Mas atenção: não só de som vive a história. Emily Blunt assume o papel vencedor. Sem glorificações exageradas, encarna uma mulher com todas as dimensões que elas têm. É heroína de si, também da família. E o desempenho da atriz britânica não podia ser melhor. Do início ao fim — sobretudo no fim.

Aventa-se por aí que pode (ou vai) haver uma sequela. Este espetador não tem a certeza de que o filme precise de uma sequela. Talvez tivesse valido a pena alargá-lo (com 90 minutos, nos dias que correm, é um filme pequeno, embora em tudo eficaz), em vez de cobrar dois bilhetes para a mesma história.

Em nota, avisa o autor destas palavrinhas que não é fã de compromissos de longo termo com uma mesma história, razão pela qual julga ser melhor escancarar tudo na mesma sessão, em vez de dividir as coisas em pedaços, em “logo se vê” e “demos um tempo”.

É claro que há muito que pode ser explorado e o final  — spoiler alert — não podia ser mais aberto. Mas… mas, porque não deixar o público assim pendurado?

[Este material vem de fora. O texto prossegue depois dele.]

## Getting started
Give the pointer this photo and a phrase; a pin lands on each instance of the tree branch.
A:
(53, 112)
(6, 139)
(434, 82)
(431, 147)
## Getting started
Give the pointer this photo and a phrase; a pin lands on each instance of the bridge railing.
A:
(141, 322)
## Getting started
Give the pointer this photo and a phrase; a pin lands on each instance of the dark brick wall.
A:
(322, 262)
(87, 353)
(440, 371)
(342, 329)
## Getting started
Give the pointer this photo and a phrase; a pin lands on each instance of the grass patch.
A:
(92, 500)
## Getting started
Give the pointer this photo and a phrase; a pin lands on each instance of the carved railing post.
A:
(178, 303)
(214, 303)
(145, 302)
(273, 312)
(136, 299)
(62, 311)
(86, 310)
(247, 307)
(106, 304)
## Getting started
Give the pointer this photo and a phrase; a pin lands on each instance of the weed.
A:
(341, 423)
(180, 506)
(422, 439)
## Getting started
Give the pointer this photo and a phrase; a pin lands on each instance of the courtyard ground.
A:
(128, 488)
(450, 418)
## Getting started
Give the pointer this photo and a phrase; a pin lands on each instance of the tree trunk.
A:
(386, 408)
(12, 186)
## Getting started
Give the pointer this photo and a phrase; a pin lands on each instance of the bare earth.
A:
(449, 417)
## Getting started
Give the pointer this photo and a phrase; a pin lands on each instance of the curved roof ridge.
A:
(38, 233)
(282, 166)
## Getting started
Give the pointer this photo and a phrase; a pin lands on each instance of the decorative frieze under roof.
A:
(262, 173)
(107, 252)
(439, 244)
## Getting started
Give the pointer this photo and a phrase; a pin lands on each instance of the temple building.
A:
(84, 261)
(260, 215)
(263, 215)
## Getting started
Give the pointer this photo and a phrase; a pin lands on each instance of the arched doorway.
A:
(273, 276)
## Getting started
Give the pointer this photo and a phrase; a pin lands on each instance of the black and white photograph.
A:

Nalguns casos faz sentido, até como mecanismo indutor de ansiedade póstuma. Um efeito prolongado que acompanha o auditório até ao carro, durante a viagem noturna até casa. Até à cama, olhando apenas o teto no escuro, escutando apenas o tiquetaquear dos relógios, orquestra dessincronizada, que, temos a certeza, vai chamar a atenção de uma daquelas criaturas. E lá vamos tirar-lhes as pilhas. Mais vale.

Isto, porém, pouco importa para já. A experiência na sala de cinema que Krasinski nos dá é exatamente aquela que um filme de terror tem de dar. E este é um bom filme do género (e no geral). Bem escrito, sem diálogos fúteis e ingénuos (isso também se pode dever à ausência de grandes diálogos, é certo), trabalha a ansiedade sem mostrar tripas ou sangue alheio, à exceção de dois momentos em que é necessário, fruto, primeiro, de um clichê e, segundo, da prova de que, apesar de poder acabar o mundo, não acaba o amor — mesmo com bicharocos esquisitos a passear à beira.


“Um Lugar Silencioso”, de John Krasinski, com Emily Blunt, John Krasinski, Millicent Simmonds e Noah Jupe estreia esta quinta-feira, 3 de maio, nas salas portuguesas.